Ecosyste.ms: Awesome

An open API service indexing awesome lists of open source software.

Awesome Lists | Featured Topics | Projects

https://github.com/kuleshov-group/mdlm

Simplified Masked Diffusion Language Model
https://github.com/kuleshov-group/mdlm

diffusion-models language-model text

Last synced: 2 months ago
JSON representation

Simplified Masked Diffusion Language Model

Awesome Lists containing this project

README

        

# [Simple and Effective Masked Diffusion Language Models](http://arxiv.org/abs/2406.07524)
By [Subham Sekhar Sahoo](https://s-sahoo.github.io), [Marianne Arriola](https://mariannearriola.github.io), [Yair Schiff](https://yair-schiff.github.io), [Aaron Gokaslan](https://skylion007.github.io), [Edgar Marroquin](https://emarro.github.io),
[Justin T Chiu](https://justinchiu.netlify.app), [Alexander Rush](https://rush-nlp.com), [Volodymyr Kuleshov](https://www.cs.cornell.edu/~kuleshov/)

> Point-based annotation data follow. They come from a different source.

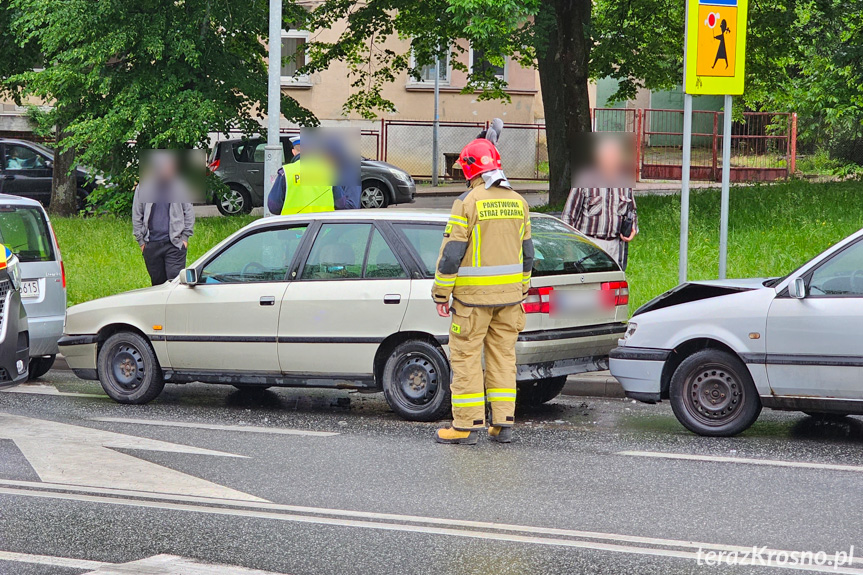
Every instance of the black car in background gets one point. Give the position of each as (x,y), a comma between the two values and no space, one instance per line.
(239,163)
(27,168)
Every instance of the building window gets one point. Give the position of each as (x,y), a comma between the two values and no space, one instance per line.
(294,56)
(427,72)
(479,64)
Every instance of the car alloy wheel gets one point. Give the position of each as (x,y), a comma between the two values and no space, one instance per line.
(232,202)
(373,197)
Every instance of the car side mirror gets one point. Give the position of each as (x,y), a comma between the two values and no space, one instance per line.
(797,288)
(189,277)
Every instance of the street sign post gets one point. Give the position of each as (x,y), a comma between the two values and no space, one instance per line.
(713,63)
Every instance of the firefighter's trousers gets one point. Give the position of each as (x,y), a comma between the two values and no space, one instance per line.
(494,332)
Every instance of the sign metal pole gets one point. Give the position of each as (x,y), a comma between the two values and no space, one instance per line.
(684,187)
(726,179)
(273,150)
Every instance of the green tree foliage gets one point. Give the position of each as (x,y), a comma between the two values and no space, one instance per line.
(806,56)
(127,75)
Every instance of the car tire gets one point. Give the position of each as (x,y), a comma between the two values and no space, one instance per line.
(128,369)
(375,195)
(235,201)
(539,391)
(39,366)
(712,393)
(415,381)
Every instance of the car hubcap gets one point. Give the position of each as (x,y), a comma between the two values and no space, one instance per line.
(418,380)
(127,366)
(232,201)
(373,197)
(713,395)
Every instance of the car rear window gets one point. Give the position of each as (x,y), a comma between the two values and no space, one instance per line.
(25,231)
(560,251)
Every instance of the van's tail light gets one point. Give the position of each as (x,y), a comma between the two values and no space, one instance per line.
(538,300)
(616,293)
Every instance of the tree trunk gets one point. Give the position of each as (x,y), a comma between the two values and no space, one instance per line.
(64,185)
(563,53)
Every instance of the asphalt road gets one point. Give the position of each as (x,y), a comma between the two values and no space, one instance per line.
(317,482)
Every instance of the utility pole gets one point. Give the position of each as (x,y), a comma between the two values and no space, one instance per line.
(435,151)
(273,150)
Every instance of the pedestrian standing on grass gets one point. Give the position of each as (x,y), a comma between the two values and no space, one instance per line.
(601,204)
(163,219)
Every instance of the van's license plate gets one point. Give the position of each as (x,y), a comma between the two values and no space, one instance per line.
(30,288)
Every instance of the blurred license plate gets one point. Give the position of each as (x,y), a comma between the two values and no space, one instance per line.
(30,288)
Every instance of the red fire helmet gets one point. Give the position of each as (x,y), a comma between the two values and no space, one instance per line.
(477,157)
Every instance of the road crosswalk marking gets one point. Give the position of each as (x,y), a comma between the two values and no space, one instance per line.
(214,427)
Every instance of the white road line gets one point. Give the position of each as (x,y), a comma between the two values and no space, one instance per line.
(52,561)
(416,524)
(245,428)
(745,460)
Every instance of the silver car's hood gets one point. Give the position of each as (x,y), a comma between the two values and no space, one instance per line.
(700,290)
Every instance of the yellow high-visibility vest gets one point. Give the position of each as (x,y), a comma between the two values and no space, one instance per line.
(305,198)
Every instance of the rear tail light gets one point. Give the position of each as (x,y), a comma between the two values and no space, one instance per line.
(617,293)
(538,300)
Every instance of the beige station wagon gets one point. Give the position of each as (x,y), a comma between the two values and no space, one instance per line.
(341,300)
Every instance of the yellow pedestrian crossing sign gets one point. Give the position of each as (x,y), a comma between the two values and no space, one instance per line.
(715,47)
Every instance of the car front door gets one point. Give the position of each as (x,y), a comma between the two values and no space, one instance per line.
(227,323)
(815,344)
(352,293)
(27,173)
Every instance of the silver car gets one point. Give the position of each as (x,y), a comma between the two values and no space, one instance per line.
(26,230)
(341,299)
(722,350)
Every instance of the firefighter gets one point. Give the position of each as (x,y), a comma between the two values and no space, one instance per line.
(483,274)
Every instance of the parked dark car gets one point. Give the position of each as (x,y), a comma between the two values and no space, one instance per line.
(239,164)
(27,168)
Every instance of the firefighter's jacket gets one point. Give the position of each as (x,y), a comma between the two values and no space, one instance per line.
(487,255)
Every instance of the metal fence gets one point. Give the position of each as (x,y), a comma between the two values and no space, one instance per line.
(762,145)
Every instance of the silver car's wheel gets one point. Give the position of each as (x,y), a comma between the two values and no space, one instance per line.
(128,369)
(712,393)
(234,201)
(416,381)
(374,195)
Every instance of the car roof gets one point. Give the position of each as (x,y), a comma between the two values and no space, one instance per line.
(18,200)
(402,215)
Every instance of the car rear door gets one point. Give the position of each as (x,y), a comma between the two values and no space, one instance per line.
(229,321)
(351,293)
(815,344)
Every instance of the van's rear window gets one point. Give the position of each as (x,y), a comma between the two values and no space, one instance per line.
(560,251)
(25,231)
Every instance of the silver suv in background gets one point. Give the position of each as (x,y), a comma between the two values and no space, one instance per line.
(26,230)
(239,163)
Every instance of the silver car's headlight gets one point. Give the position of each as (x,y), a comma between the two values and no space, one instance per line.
(400,175)
(14,271)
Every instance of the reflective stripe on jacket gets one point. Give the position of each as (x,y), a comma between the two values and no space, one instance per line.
(487,253)
(301,198)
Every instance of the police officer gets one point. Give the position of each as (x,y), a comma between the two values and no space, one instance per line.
(292,195)
(483,274)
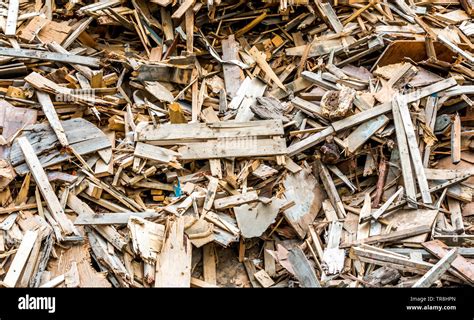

[![arXiv](https://img.shields.io/badge/arXiv-2406.07524-red.svg)](https://arxiv.org/abs/2406.07524)
[![Open In Colab](https://colab.research.google.com/assets/colab-badge.svg)](https://colab.research.google.com/drive/18nC6q7dWq154fI1BXPLwmtnS7Zvbrv6p?usp=sharing/)
[![YouTube](https://img.shields.io/badge/YouTube-%23FF0000.svg?logo=YouTube&logoColor=white)](https://youtu.be/WjAUX23vgfg?si=lI-qiDFqh25qtnQ8)
[![deploy](https://img.shields.io/badge/Blog%20%20-8A2BE2)](https://s-sahoo.com/mdlm/)
[![deploy](https://img.shields.io/badge/Huggingface%20-MDLM%20-blue)](https://huggingface.co/collections/kuleshov-group/mdlm-6671bee1cc71f0dce4f2d00a)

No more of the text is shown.